Abstract
Scouring is a complex process dependent on several factors, and local scour is more complex than general scour. This study was an attempt to predict local scour round bridge piers based on general scour in the water stream. Three obstacle shapes were used – circular, round-nosed, and elliptical – as they are predominant in hydraulic structures like bridge piers. For each obstacle shape, scour depth was measured around the periphery for five gradually increasing discharges and in two types of bed material. The local scour results were analyzed to relate them to general scour. Lacey's equation was used to estimate general scour. Models were developed for the three common shapes, by which local scour for any particular shape can be predicted based on general scour in the stream.
HIGHLIGHTS
Correct estimation of local scour depth.
Incorporation of shape factor for a better scour depth estimation.
Improvement over Lacey's theory.
Relating local scour estimation with general scour.
Better design and safety of hydraulic structures.
INTRODUCTION
Scour is the removal of soil and rocks from the beds and the banks of streams under the action of flowing water.
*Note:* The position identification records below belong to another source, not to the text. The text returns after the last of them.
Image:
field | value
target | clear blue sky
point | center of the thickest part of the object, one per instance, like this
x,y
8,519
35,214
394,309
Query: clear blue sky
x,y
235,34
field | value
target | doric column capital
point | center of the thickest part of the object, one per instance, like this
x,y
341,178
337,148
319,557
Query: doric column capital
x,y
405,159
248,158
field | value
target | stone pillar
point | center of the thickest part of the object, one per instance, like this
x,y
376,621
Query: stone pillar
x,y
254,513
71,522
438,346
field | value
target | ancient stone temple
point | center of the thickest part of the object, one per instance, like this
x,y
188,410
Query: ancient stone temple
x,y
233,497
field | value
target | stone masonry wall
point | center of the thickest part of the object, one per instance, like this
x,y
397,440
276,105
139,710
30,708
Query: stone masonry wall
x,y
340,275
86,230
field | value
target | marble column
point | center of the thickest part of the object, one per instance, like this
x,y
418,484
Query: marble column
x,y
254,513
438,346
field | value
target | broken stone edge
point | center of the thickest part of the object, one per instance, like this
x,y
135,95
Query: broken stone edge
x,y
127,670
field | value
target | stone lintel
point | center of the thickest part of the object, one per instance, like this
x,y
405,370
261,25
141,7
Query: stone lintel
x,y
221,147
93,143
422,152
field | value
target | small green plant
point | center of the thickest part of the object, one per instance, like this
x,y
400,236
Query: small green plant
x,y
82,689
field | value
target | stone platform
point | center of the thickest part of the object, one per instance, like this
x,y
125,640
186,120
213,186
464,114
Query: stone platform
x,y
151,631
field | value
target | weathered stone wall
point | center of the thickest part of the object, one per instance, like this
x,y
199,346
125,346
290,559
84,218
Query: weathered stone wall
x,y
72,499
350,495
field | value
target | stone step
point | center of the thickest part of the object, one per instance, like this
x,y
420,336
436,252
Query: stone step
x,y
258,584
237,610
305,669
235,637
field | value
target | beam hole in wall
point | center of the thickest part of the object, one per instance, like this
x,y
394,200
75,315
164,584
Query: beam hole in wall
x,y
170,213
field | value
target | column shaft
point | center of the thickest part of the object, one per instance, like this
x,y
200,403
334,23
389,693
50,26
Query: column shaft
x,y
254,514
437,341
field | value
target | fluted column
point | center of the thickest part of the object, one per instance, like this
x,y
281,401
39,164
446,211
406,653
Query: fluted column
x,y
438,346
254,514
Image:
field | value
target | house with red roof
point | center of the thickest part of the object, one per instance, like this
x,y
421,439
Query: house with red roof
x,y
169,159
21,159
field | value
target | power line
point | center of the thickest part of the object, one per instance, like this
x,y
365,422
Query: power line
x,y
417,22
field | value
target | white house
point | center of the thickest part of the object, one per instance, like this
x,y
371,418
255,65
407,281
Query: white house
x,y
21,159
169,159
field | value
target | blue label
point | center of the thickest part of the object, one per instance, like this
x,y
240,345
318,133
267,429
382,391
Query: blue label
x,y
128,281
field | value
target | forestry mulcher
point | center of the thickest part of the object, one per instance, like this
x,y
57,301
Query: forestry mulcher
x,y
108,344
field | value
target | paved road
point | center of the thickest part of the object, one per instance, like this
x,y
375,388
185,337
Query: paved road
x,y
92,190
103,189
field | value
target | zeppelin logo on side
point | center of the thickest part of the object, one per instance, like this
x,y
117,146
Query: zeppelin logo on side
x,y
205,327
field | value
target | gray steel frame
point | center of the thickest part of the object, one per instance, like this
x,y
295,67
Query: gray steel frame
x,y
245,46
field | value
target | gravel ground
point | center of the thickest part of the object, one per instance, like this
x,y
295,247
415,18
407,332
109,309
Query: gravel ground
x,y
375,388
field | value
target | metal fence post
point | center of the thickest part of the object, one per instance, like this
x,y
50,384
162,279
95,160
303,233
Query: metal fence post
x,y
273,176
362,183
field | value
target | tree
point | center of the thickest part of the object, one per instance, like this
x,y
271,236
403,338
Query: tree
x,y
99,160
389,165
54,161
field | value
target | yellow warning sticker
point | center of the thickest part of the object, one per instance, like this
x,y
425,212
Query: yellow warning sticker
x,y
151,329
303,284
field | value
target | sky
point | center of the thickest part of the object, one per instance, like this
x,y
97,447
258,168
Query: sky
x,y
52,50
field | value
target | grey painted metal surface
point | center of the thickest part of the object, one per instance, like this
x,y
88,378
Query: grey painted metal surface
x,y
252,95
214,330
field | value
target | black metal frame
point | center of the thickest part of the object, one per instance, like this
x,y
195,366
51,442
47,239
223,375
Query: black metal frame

As water passes around any obstruction in the flow path, scouring occurs. The obstruction, commonly a bridge pier, causes the water to change direction, producing turbulence. This in turn detaches soil particles and becomes suspended in the water stream. The United States Geological Survey (USGS) defines scour as the hole left when sediment is washed from the bottom of a river (Leopold & Maddock 1953). Although scour may occur at any time, scour action is especially strong during floods because swiftly flowing water has more energy than calm water to lift and carry sediment.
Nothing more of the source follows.